Certains discours ont provoqué facilement la recrudescence de la « négrophobie », tout comme aujourd’hui la xénophobie de l'Etat gagne de plus en plus de terrain.
Toute doctrine pénètre les masses lorsqu’elle réussit à se matérialiser. En Mauritanie, on continue de négliger cette réalité. Et pourtant, c’est seulement à l’exacerbation de la situation chaotique en avril 1989 caractérisait par des tensions interethniques que l’opinion publique comprendra tardivement que la volonté de « dénégrifier »le pays avait atteint son apogée. Ainsi au lieu de réagir par la diplomatie de l’apaisement, le cynique Taya s’est mis dans la peau d’un nazi ordonnant la chasse de l’homme noir. Tout comme l’entêtement du Président Abdou Diouf a poussé certains sénégalais à réagir sauvagement contre nos concitoyens maures établis dans leur pays. Il faut parler aussi des barbaries que les commerçants maures ont subies à Saint-Louis et à Dakar. De deux cotés, les dirigeants à l’époque étaient véritables responsables. C’est pourquoi, la version des victimes pointe du doigt les idéologies et l’endoctrinement. Les discours tenus par ailleurs ne sont que les reflets et les survivances de la propagande et de la manipulation dans les relations diplomatiques mauritano-sénégalaises.

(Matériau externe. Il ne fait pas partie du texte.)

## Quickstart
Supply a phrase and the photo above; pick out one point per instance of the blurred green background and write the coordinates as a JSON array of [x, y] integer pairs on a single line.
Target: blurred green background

Alors des initiatives de telle envergure devraient accorder la parole aux victimes pour entendre leur version des faits. Cela permettra de déclencher la proximité sociale, l’évacuation et le partage des peines intériorisées par toutes les composantes nationales. Nous sommes dans une posture où la solidarité nationale demeure le seul moyen pour consolider le peu d’humanisme qui nous reste. Ce faisant, ces actions citoyennes devraient être parrainées par les pouvoirs publics, les élites intellectuelles et vulgarisées par les artistes.
Bâ Sileye
C'est vraiment bien dit et claire comme le soleil en pleine journée. On dirai tu étais battu en 89 au jugé de ces informations que t'as fournies.
Vraiment, c'est beau, des idées bien tissées les unes aves les autres. Bon courage!!!